The previous night someone had died in an ambulance outside waiting to be admitted. The same thing had happened that morning.
The staff were “in total bits”. Some of the nurses were wearing adult nappies or using patient commodes because there wasn’t time for toilet breaks.
One told him: “It was overwhelming, the things we would normally do to help people didn’t work. It was too much.”
That night, Prof Fong and his team helped to transfer 17 critically ill patients to other NHS sites – an emergency measure unheard of outside the pandemic.
“It is the closest I have ever seen a hospital to being in a state of operational collapse,” he said.
“It was just a scene from hell.”
During the pandemic, hospitals cancelled much of their usual planned work.
On the face of it bed occupancy in England – that’s the total number of hospital beds taken up by all patients – did not hit more than 90% in January 2021, the peak of the largest Covid wave.
That’s above the 85% level considered safe but not any higher than a typical winter outside the pandemic.
At times, the impact on intensive care was so great that some units had to undergo “rapid depressurisation” with dozens of patients transferred out, sometimes over long distances, to other hospitals.
Before the pandemic, from December 2019 to February 2020, only 68 of these capacity transfers had taken place in England.

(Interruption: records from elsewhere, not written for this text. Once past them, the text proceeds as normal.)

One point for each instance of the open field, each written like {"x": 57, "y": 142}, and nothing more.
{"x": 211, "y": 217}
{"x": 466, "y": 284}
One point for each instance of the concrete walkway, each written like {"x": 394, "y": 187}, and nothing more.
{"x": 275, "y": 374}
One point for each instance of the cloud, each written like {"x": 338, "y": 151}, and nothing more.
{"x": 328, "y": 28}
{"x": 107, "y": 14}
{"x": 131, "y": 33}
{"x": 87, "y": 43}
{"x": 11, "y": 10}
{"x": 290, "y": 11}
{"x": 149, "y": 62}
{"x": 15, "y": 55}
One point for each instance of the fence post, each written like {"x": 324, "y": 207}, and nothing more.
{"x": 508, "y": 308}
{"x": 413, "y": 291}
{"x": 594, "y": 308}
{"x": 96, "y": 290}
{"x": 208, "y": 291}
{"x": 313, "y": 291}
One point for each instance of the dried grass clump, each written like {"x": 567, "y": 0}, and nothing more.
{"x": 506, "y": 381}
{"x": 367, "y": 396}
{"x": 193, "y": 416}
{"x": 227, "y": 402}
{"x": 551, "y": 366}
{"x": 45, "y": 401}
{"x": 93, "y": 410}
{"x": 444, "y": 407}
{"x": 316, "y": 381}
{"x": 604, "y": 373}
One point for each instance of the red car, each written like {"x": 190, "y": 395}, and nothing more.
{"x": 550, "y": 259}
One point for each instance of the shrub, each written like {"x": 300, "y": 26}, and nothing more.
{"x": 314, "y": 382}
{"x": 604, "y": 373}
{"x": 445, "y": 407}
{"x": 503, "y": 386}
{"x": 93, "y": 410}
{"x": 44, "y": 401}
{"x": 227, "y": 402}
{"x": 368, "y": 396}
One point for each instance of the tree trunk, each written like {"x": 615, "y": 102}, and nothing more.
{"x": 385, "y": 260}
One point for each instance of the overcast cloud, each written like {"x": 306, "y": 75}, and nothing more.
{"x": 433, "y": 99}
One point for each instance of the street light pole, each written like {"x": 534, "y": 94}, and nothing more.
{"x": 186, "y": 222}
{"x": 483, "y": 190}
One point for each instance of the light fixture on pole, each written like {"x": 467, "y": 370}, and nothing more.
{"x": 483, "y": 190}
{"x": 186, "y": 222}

Between December 2020 and February 2021, 2,152 were needed, either by road or air ambulance.
Often it was the most stable patients in smaller district hospitals who would be selected for transfer as – bluntly – they were the most likely to survive in a moving vehicle for several hours.

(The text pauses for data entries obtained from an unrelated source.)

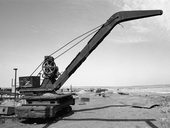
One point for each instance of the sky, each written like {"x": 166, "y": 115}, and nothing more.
{"x": 134, "y": 53}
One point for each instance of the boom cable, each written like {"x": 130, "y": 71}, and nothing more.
{"x": 92, "y": 31}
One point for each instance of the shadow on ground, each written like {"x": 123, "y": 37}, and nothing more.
{"x": 103, "y": 107}
{"x": 147, "y": 121}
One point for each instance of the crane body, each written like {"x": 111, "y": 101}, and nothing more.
{"x": 42, "y": 100}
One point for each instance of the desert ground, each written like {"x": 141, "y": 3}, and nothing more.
{"x": 112, "y": 110}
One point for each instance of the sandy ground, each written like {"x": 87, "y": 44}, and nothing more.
{"x": 112, "y": 111}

“But what that meant for the smaller units is that they were left with a cohort of patients who were most likely to die,” said Prof Fong.
“Those units would experience mortality rates in excess of 70% in some cases.”
In normal times between 15% and 20% of ICU patients die in hospital, according to the Faculty of Intensive Care Medicine.
Through the pandemic the NHS did continue to operate and, on a national basis, patients who really needed hospital treatment were not turned away.
But Prof Charlotte Summers, in her evidence, said staff are still “carrying the scars” of that time.
“You cannot see what we’ve seen, hear what we’ve heard, and do what we’ve had to do and be untouched by it,” she said.
“You cannot and be human. And we are very much human.”
Health services in all four UK nations started the pandemic with the number of beds in ICU and staffing levels well below average compared to other rich countries.
Five years on and there are still almost 130,000 job vacancies in the NHS across the UK. Sickness rates among the 1.5 million NHS employees in England are running well above pre-pandemic levels, with days lost to stress, anxiety and mental illness rising from 371,000 in May 2019 to 562,000 in May 2024.
All this comes as the health service struggles to recover from Covid with waiting lists for surgery and other planned treatments still hovering near record levels.
“We coped, but only just,” said Prof Summers and Dr Suntharalingam in their evidence to the inquiry.
“We would have failed if the pandemic had doubled for even one more week, or if a higher proportion of the NHS workforce had fallen sick.
“It is crucial to understand how very close we came to a catastrophic failure of the healthcare system.”